Significant Properties in Office documents

Significant properties are properties of digital objects or files which are considered to be essential for their interpretation, rendering or meaningful access. One of the aims of digital preservation is to make sure we don’t lose or corrupt these properties through our preservation actions, especially migration. For this particular project, we want to be assured that a Xena normalisation has not affected the significant properties of our electronic records.

Much has been written on this complex subject. Significant properties are to do with preserving the “performance” and continued behaviour of an object; they aren’t the same thing as the technical metadata we’ve already assessed, nor the same as descriptive metadata. For more information, see The InSPECT project, which is where we obtained advice about significant property elements for various file formats and digital object types.

However, the guidance we used for significant properties of document types was Document Metadata: Document Technical Metadata for Digital Preservation, Florida Digital Archive and Harvard University Library, 2009.

To summarise it, Florida and Harvard suggest we should be interested in system counts of pages, words, paragraphs, lines and characters in the text; use of embedded tables and graphics; the language of the document; the use of embedded fonts; and any special features in the document.

When normalising MS Office documents to Open Office, the Xena process produces a block of code within the AIP wrapper. I assume the significant properties of the documents are somewhere in that block of code. But we can’t actually view them using the Xena viewer.

We can however view the properties if we look at the end of the chain of digital preservation, and go to the DIP. For documents, The Open Office rendering of a Xena AIP has already been shown to have retained many of the significant properties of the original MS Word file. (See previous post). The properties are visible in Open Office, via File, Properties, Statistics:

The language property of the document is visible in Tools, Options, Language Settings (see image below). I’m less certain about the meaning or authenticity of this, and wonder if Open Office is simply restating the default language settings of my own installation of Open Office; whereas what we want is the embedded language property of the original document.

The other area Open Office fails to satisfy us is with the embedded fonts. However, these features are more normally associated with PDF files, which depend for their portability success on embedding fonts as part of their conversion process.

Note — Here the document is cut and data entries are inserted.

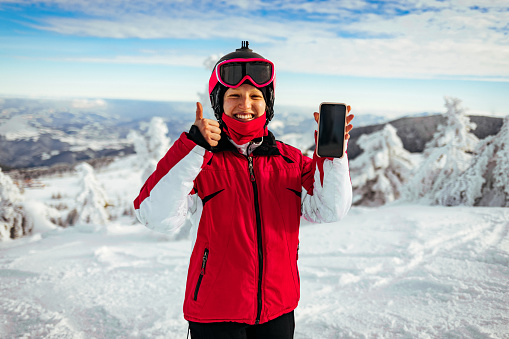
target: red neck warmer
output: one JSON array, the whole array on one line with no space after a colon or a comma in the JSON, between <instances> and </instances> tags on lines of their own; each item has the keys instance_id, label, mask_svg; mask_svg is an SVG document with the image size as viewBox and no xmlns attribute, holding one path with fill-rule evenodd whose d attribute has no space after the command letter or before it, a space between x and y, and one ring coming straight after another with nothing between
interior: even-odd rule
<instances>
[{"instance_id":1,"label":"red neck warmer","mask_svg":"<svg viewBox=\"0 0 509 339\"><path fill-rule=\"evenodd\" d=\"M228 135L237 145L243 145L255 138L268 135L268 130L265 126L266 114L259 116L250 121L239 121L231 118L223 113L222 119L226 126L224 132Z\"/></svg>"}]
</instances>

For our project, what we could do is take the Open Office normalisation and use the handy Open Office feature, a magic button which can turn any of its products into a PDF.

We could use the taskbar button to do this, but I’d rather use File, Export as PDF. (See screenshot below.) This gives me the option to select PDF/A-1a, an archival PDF format; and lossless compression for any images in the document. Both those options will give me more confidence in producing an object that is more authentic and can be preserved long-term.

This experiment yields a PDF with the following significant properties about the embedded fonts:

These are the Document Property fields which Adobe supports.

The above demonstrates how, in the chain of transformation from MS Word > Xena AIP > Open Office equivalent > Exported PDF, these significant properties may not be viewable all in one place, but they do survive the normalisation process.